Work with your team and the DDBDDLDHH community to develop visual aids. If DDBDDLDHH people with disabilities still don’t understand, ask trusted care providers and professionals who are familiar with the person to continue to address safety using the person’s typical communication modes. Visual boards or social stories may be more effective for nonverbal people with disabilities.
Speaking loudly, yelling, or attempting to have DDBDDLDHH people with disabilities read your lips will not help in a stressful situation. Increasing volume can help in certain situations, but most of the time it only amplifies already distorted hearing.

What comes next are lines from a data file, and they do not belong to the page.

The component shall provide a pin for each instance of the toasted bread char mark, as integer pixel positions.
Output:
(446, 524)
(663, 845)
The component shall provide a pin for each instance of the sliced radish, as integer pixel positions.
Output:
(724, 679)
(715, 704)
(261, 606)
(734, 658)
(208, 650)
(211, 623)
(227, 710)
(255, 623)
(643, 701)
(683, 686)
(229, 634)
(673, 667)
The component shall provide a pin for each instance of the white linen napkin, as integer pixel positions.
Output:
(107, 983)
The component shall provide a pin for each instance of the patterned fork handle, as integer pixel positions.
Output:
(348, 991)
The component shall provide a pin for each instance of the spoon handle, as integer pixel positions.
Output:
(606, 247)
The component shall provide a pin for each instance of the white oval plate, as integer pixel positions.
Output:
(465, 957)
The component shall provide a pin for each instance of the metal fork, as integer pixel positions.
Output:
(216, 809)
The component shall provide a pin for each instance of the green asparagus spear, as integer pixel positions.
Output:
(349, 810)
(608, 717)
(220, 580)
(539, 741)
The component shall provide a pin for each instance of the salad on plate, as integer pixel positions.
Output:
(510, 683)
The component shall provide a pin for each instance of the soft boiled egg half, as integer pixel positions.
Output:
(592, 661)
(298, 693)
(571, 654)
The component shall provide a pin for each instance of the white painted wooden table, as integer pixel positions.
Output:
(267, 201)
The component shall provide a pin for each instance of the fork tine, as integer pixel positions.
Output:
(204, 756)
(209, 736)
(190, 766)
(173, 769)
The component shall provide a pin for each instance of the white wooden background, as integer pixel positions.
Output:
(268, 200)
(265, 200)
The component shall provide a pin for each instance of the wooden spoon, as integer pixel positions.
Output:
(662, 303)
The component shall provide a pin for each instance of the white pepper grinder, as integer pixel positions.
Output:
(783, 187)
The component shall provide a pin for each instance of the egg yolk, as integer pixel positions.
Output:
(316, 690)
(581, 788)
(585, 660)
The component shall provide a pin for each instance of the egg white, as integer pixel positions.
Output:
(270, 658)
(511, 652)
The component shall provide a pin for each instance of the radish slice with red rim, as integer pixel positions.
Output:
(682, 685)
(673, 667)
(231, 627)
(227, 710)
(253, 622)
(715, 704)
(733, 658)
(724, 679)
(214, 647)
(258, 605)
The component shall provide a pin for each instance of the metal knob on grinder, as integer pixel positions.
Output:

A common source of distress among DDBDDLDHH people with disabilities is not being able to communicate with anyone. The person may look very angry (signing big with frowns, signing with strong facial expressions, screaming) or very withdrawn (refusing to say anything or make any eye contact, hiding in the corner). Some considerations to reduce stress with DDBDDLDHH people with disabilities:
Never stop DDBDDLDHH people with disabilities from communicating by holding their hands still, stopping them from signing, or putting handcuffs on the person. Doing so is likely to create even more distress. Instead of trying to prevent them from signing big or becoming angry, nod your head, offer them a place to sit, or allow them to pace around the room.
Let the person know if an interpreter is coming and give them an estimated time of arrival for the interpreter.
Give DDBDDLDHH people with disabilities space and a friendly smile now and then.
Position yourself so that there is a comfortable distance between you and the DDBDDLDHH person with disabilities (usually arm’s length or more). Getting into their personal space may result in more aggravation.